The one-hour interactive webinar “Mediating Environmental Conflicts: Lessons and Insights from Thailand” examined how structured dialogue and mediation can transform disputes over natural resources into collaborative opportunities for climate resilience, bringing together policymakers, environmental practitioners, the business sector, and ethnic communities.

Drawing on real-world case studies, including land disputes in conservation areas and conflict-sensitive watershed governance in Northern Thailand, the session explored how environmental conflicts often stem from competing historical claims over land and natural resources. By reframing these disputes toward shared ecosystem and community benefits through inclusive dialogue, new pathways for understanding and cooperation emerge.

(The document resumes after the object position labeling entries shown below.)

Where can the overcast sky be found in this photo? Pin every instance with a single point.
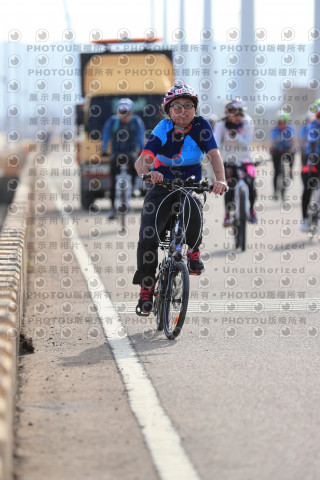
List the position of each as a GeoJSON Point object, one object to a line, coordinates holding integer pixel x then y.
{"type": "Point", "coordinates": [109, 16]}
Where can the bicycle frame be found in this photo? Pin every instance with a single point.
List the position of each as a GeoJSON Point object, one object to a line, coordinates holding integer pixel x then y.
{"type": "Point", "coordinates": [171, 294]}
{"type": "Point", "coordinates": [123, 193]}
{"type": "Point", "coordinates": [313, 213]}
{"type": "Point", "coordinates": [241, 186]}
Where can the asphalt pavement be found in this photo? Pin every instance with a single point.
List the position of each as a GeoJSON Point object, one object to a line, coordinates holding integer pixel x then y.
{"type": "Point", "coordinates": [234, 397]}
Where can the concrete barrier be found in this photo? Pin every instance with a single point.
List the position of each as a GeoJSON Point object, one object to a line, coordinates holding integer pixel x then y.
{"type": "Point", "coordinates": [13, 285]}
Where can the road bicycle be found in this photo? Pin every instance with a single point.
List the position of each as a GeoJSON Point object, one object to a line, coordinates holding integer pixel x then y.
{"type": "Point", "coordinates": [239, 210]}
{"type": "Point", "coordinates": [171, 293]}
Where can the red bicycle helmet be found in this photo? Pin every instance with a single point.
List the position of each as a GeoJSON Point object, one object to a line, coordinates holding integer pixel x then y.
{"type": "Point", "coordinates": [180, 91]}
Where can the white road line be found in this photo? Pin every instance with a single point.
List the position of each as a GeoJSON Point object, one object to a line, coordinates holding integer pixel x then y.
{"type": "Point", "coordinates": [163, 441]}
{"type": "Point", "coordinates": [307, 305]}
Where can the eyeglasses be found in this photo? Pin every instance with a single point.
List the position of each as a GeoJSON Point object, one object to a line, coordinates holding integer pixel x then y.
{"type": "Point", "coordinates": [177, 107]}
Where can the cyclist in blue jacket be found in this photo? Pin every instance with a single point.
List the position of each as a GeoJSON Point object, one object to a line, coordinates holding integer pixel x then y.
{"type": "Point", "coordinates": [282, 147]}
{"type": "Point", "coordinates": [180, 142]}
{"type": "Point", "coordinates": [312, 168]}
{"type": "Point", "coordinates": [125, 131]}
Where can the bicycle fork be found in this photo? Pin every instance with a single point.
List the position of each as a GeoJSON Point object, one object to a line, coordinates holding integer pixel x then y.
{"type": "Point", "coordinates": [241, 186]}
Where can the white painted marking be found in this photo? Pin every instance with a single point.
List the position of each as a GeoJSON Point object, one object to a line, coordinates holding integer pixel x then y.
{"type": "Point", "coordinates": [163, 441]}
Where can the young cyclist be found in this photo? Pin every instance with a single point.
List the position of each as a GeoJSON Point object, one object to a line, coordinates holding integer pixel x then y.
{"type": "Point", "coordinates": [234, 135]}
{"type": "Point", "coordinates": [282, 147]}
{"type": "Point", "coordinates": [179, 141]}
{"type": "Point", "coordinates": [125, 131]}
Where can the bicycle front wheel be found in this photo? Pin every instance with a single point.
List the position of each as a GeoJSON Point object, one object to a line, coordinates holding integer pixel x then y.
{"type": "Point", "coordinates": [176, 300]}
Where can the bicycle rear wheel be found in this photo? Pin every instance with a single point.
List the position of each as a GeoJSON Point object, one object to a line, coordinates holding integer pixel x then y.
{"type": "Point", "coordinates": [313, 216]}
{"type": "Point", "coordinates": [176, 300]}
{"type": "Point", "coordinates": [242, 222]}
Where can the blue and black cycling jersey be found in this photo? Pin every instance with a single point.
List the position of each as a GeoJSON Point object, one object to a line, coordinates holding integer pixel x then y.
{"type": "Point", "coordinates": [171, 147]}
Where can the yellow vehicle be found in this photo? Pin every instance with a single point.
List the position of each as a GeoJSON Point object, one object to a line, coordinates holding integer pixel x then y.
{"type": "Point", "coordinates": [142, 74]}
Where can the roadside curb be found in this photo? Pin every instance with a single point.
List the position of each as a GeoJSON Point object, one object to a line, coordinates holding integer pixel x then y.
{"type": "Point", "coordinates": [13, 289]}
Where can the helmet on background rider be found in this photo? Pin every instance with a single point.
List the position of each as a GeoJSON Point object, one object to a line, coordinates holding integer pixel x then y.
{"type": "Point", "coordinates": [124, 106]}
{"type": "Point", "coordinates": [236, 107]}
{"type": "Point", "coordinates": [179, 91]}
{"type": "Point", "coordinates": [283, 117]}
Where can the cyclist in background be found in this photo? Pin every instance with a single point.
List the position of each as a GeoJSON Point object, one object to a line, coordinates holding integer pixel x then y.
{"type": "Point", "coordinates": [312, 167]}
{"type": "Point", "coordinates": [234, 135]}
{"type": "Point", "coordinates": [125, 131]}
{"type": "Point", "coordinates": [178, 142]}
{"type": "Point", "coordinates": [282, 147]}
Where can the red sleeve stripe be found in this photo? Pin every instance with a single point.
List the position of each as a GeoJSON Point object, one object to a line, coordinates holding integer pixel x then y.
{"type": "Point", "coordinates": [149, 153]}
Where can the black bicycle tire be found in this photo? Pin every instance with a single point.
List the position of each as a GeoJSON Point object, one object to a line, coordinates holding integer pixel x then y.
{"type": "Point", "coordinates": [170, 333]}
{"type": "Point", "coordinates": [159, 307]}
{"type": "Point", "coordinates": [241, 233]}
{"type": "Point", "coordinates": [313, 217]}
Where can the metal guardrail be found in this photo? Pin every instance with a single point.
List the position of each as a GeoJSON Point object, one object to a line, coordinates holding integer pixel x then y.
{"type": "Point", "coordinates": [13, 285]}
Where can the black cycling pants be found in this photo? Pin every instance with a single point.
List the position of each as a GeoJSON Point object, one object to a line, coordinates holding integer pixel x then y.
{"type": "Point", "coordinates": [310, 183]}
{"type": "Point", "coordinates": [277, 157]}
{"type": "Point", "coordinates": [155, 216]}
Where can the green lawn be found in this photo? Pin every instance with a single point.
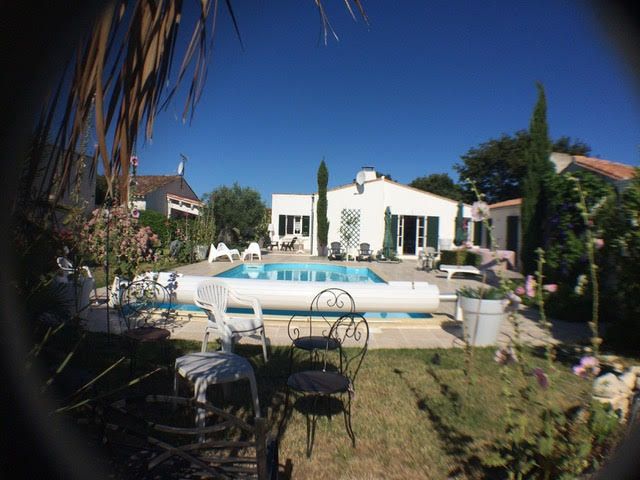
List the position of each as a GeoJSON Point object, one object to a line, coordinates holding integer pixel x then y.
{"type": "Point", "coordinates": [413, 414]}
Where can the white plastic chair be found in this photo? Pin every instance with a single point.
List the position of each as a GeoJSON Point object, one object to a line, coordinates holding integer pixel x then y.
{"type": "Point", "coordinates": [223, 249]}
{"type": "Point", "coordinates": [214, 254]}
{"type": "Point", "coordinates": [252, 249]}
{"type": "Point", "coordinates": [212, 296]}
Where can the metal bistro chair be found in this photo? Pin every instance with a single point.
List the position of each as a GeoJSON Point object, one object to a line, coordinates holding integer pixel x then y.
{"type": "Point", "coordinates": [333, 376]}
{"type": "Point", "coordinates": [325, 307]}
{"type": "Point", "coordinates": [141, 303]}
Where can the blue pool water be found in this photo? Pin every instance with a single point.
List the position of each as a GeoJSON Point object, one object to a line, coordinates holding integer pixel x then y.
{"type": "Point", "coordinates": [303, 272]}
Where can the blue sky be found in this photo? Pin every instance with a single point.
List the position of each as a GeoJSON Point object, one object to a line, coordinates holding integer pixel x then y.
{"type": "Point", "coordinates": [410, 94]}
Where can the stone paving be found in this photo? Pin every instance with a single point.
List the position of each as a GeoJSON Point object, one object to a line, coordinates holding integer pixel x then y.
{"type": "Point", "coordinates": [439, 331]}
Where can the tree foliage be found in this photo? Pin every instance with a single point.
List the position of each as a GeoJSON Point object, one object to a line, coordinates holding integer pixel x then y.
{"type": "Point", "coordinates": [440, 184]}
{"type": "Point", "coordinates": [323, 223]}
{"type": "Point", "coordinates": [537, 186]}
{"type": "Point", "coordinates": [240, 209]}
{"type": "Point", "coordinates": [498, 166]}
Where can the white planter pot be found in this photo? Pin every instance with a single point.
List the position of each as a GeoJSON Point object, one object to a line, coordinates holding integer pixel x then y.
{"type": "Point", "coordinates": [482, 320]}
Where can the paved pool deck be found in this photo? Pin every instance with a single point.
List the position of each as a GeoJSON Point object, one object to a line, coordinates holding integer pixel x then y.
{"type": "Point", "coordinates": [441, 330]}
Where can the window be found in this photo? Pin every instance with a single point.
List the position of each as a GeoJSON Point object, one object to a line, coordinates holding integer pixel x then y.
{"type": "Point", "coordinates": [293, 225]}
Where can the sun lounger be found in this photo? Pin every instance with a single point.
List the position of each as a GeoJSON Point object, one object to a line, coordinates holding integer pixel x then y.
{"type": "Point", "coordinates": [451, 269]}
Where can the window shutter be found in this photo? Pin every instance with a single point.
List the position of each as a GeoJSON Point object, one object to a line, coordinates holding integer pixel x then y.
{"type": "Point", "coordinates": [305, 226]}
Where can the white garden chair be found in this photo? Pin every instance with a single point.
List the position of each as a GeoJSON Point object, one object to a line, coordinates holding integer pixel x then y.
{"type": "Point", "coordinates": [252, 249]}
{"type": "Point", "coordinates": [212, 296]}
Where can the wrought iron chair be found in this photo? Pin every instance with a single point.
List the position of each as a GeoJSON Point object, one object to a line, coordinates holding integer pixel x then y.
{"type": "Point", "coordinates": [144, 304]}
{"type": "Point", "coordinates": [325, 307]}
{"type": "Point", "coordinates": [333, 377]}
{"type": "Point", "coordinates": [336, 252]}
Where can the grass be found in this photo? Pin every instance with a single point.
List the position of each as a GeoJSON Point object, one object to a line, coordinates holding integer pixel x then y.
{"type": "Point", "coordinates": [412, 413]}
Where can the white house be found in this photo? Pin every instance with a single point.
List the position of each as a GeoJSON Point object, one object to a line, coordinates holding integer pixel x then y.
{"type": "Point", "coordinates": [356, 214]}
{"type": "Point", "coordinates": [170, 195]}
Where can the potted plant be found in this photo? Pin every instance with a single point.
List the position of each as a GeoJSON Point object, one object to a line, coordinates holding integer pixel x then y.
{"type": "Point", "coordinates": [483, 312]}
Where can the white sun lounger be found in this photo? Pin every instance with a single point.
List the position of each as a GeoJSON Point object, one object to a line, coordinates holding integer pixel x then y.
{"type": "Point", "coordinates": [451, 269]}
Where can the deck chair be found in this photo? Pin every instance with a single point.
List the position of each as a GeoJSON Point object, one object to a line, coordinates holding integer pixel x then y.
{"type": "Point", "coordinates": [336, 252]}
{"type": "Point", "coordinates": [252, 249]}
{"type": "Point", "coordinates": [152, 430]}
{"type": "Point", "coordinates": [222, 248]}
{"type": "Point", "coordinates": [212, 296]}
{"type": "Point", "coordinates": [289, 246]}
{"type": "Point", "coordinates": [364, 253]}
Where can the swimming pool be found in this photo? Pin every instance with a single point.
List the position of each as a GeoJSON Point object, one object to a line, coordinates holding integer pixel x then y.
{"type": "Point", "coordinates": [303, 272]}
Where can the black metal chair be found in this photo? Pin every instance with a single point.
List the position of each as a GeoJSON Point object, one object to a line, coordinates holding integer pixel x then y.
{"type": "Point", "coordinates": [336, 252]}
{"type": "Point", "coordinates": [364, 253]}
{"type": "Point", "coordinates": [332, 377]}
{"type": "Point", "coordinates": [144, 304]}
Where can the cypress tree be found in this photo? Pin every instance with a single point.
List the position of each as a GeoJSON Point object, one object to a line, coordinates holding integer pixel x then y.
{"type": "Point", "coordinates": [537, 186]}
{"type": "Point", "coordinates": [323, 223]}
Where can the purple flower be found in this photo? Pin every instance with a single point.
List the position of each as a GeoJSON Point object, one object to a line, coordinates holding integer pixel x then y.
{"type": "Point", "coordinates": [588, 365]}
{"type": "Point", "coordinates": [541, 377]}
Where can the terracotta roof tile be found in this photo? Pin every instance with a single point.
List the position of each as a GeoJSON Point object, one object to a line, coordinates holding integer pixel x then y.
{"type": "Point", "coordinates": [507, 203]}
{"type": "Point", "coordinates": [149, 183]}
{"type": "Point", "coordinates": [614, 170]}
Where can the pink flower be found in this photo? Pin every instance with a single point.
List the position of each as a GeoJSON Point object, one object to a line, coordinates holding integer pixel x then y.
{"type": "Point", "coordinates": [479, 211]}
{"type": "Point", "coordinates": [541, 377]}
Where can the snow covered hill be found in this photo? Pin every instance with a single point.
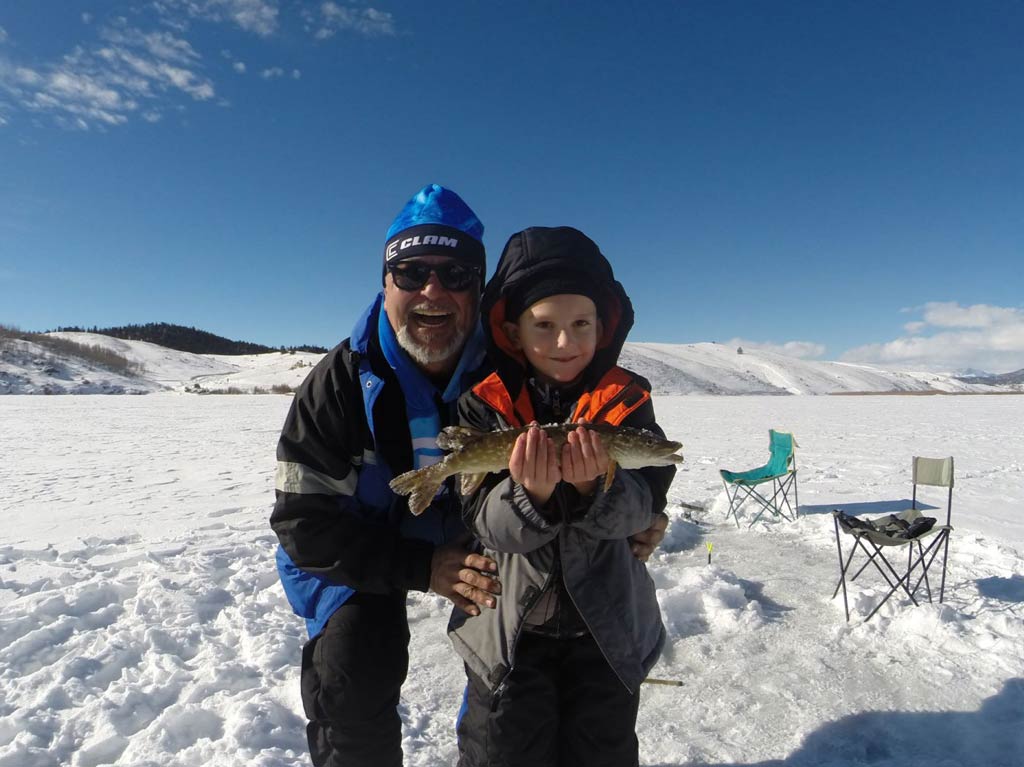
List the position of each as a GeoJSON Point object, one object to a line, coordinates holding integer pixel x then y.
{"type": "Point", "coordinates": [673, 369]}
{"type": "Point", "coordinates": [27, 368]}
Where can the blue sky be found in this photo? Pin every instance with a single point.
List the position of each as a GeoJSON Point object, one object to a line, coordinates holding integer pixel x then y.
{"type": "Point", "coordinates": [836, 179]}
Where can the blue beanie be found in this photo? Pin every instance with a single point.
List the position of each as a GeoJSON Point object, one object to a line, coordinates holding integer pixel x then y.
{"type": "Point", "coordinates": [435, 222]}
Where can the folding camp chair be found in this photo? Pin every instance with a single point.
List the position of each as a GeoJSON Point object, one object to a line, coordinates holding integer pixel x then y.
{"type": "Point", "coordinates": [780, 471]}
{"type": "Point", "coordinates": [907, 528]}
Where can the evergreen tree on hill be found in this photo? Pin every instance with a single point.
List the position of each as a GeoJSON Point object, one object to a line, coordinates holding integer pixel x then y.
{"type": "Point", "coordinates": [188, 339]}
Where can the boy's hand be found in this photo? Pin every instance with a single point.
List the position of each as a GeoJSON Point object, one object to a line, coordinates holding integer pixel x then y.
{"type": "Point", "coordinates": [534, 464]}
{"type": "Point", "coordinates": [643, 544]}
{"type": "Point", "coordinates": [584, 460]}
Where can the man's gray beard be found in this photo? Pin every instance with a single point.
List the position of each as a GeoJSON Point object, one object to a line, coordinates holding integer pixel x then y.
{"type": "Point", "coordinates": [425, 354]}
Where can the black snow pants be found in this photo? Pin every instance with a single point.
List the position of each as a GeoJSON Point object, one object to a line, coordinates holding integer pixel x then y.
{"type": "Point", "coordinates": [562, 707]}
{"type": "Point", "coordinates": [352, 674]}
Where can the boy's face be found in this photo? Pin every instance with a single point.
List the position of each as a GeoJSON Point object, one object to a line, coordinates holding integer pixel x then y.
{"type": "Point", "coordinates": [558, 335]}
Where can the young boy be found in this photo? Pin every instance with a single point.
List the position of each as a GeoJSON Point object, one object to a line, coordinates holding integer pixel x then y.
{"type": "Point", "coordinates": [554, 671]}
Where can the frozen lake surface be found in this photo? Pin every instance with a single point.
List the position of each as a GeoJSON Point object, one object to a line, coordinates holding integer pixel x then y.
{"type": "Point", "coordinates": [141, 622]}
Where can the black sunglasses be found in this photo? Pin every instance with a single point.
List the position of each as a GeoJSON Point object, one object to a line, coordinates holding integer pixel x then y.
{"type": "Point", "coordinates": [453, 275]}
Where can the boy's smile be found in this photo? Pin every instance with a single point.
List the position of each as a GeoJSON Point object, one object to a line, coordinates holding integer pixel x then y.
{"type": "Point", "coordinates": [558, 336]}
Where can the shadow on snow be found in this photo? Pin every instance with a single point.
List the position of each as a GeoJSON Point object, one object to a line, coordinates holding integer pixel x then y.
{"type": "Point", "coordinates": [991, 736]}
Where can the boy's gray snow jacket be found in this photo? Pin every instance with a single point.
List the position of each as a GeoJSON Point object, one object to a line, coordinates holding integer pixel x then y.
{"type": "Point", "coordinates": [582, 541]}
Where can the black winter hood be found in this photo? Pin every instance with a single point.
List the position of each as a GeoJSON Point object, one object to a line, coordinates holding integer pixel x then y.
{"type": "Point", "coordinates": [559, 255]}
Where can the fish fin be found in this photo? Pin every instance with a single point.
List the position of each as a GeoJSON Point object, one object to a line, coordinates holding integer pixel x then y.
{"type": "Point", "coordinates": [421, 485]}
{"type": "Point", "coordinates": [609, 475]}
{"type": "Point", "coordinates": [469, 483]}
{"type": "Point", "coordinates": [457, 437]}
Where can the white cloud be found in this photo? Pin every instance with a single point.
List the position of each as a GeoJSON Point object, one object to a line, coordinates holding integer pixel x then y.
{"type": "Point", "coordinates": [367, 22]}
{"type": "Point", "coordinates": [980, 336]}
{"type": "Point", "coordinates": [109, 83]}
{"type": "Point", "coordinates": [259, 16]}
{"type": "Point", "coordinates": [798, 349]}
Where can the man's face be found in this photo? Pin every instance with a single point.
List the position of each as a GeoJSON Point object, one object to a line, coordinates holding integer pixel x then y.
{"type": "Point", "coordinates": [431, 323]}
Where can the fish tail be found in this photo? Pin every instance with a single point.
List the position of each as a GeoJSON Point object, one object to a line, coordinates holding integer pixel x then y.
{"type": "Point", "coordinates": [421, 485]}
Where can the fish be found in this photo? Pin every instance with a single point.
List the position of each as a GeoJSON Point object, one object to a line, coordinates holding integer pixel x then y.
{"type": "Point", "coordinates": [473, 454]}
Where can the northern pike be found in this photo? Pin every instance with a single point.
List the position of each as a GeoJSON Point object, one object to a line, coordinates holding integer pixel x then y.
{"type": "Point", "coordinates": [474, 454]}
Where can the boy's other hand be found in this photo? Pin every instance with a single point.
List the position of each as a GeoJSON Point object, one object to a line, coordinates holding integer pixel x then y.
{"type": "Point", "coordinates": [534, 464]}
{"type": "Point", "coordinates": [643, 544]}
{"type": "Point", "coordinates": [584, 460]}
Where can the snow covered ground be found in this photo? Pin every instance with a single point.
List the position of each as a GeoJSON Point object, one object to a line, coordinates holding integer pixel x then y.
{"type": "Point", "coordinates": [141, 622]}
{"type": "Point", "coordinates": [673, 369]}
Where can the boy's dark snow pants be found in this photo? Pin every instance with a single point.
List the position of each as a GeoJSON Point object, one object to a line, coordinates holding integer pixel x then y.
{"type": "Point", "coordinates": [563, 707]}
{"type": "Point", "coordinates": [352, 673]}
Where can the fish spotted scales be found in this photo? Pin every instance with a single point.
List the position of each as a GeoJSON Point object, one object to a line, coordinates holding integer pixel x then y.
{"type": "Point", "coordinates": [474, 454]}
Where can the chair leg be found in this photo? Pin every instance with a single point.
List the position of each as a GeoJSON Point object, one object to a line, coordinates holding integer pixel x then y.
{"type": "Point", "coordinates": [796, 496]}
{"type": "Point", "coordinates": [933, 549]}
{"type": "Point", "coordinates": [842, 570]}
{"type": "Point", "coordinates": [733, 509]}
{"type": "Point", "coordinates": [945, 555]}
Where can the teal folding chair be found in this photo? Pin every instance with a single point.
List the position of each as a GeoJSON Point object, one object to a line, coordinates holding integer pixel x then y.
{"type": "Point", "coordinates": [780, 472]}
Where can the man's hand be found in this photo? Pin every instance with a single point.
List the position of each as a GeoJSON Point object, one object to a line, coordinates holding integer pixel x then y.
{"type": "Point", "coordinates": [643, 544]}
{"type": "Point", "coordinates": [459, 576]}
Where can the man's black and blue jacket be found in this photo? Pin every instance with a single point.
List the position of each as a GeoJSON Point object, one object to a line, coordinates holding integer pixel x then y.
{"type": "Point", "coordinates": [341, 528]}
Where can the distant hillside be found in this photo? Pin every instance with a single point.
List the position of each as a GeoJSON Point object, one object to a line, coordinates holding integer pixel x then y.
{"type": "Point", "coordinates": [179, 338]}
{"type": "Point", "coordinates": [1005, 379]}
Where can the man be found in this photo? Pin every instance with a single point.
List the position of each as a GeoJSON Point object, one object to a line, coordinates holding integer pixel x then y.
{"type": "Point", "coordinates": [371, 410]}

Theerada Suphaphong shared field-tested approaches that bridge scientific evidence with local wisdom, emphasizing practical tools such as conflict mapping, fact-finding, and benefit-sharing mechanisms like Payment for Ecosystem Services (PES). These methods have proven effective in reducing mistrust among state agencies, private actors, and local communities, enabling diverse groups to co-design sustainable solutions that enhance both ecological integrity and social cohesion.

The webinar also underscored how climate resilience can serve as a unifying goal, aligning efforts in soil, forest, and water restoration with equitable livelihoods and policy reform.

In the second half of the session, participants engaged in a peer-learning exchange. Sharing their own experiences and exploring how to scale these lessons into effective mediation practices, policy frameworks, confidence-building measures (CBMs), and adaptive mechanisms that address the peace–climate nexus.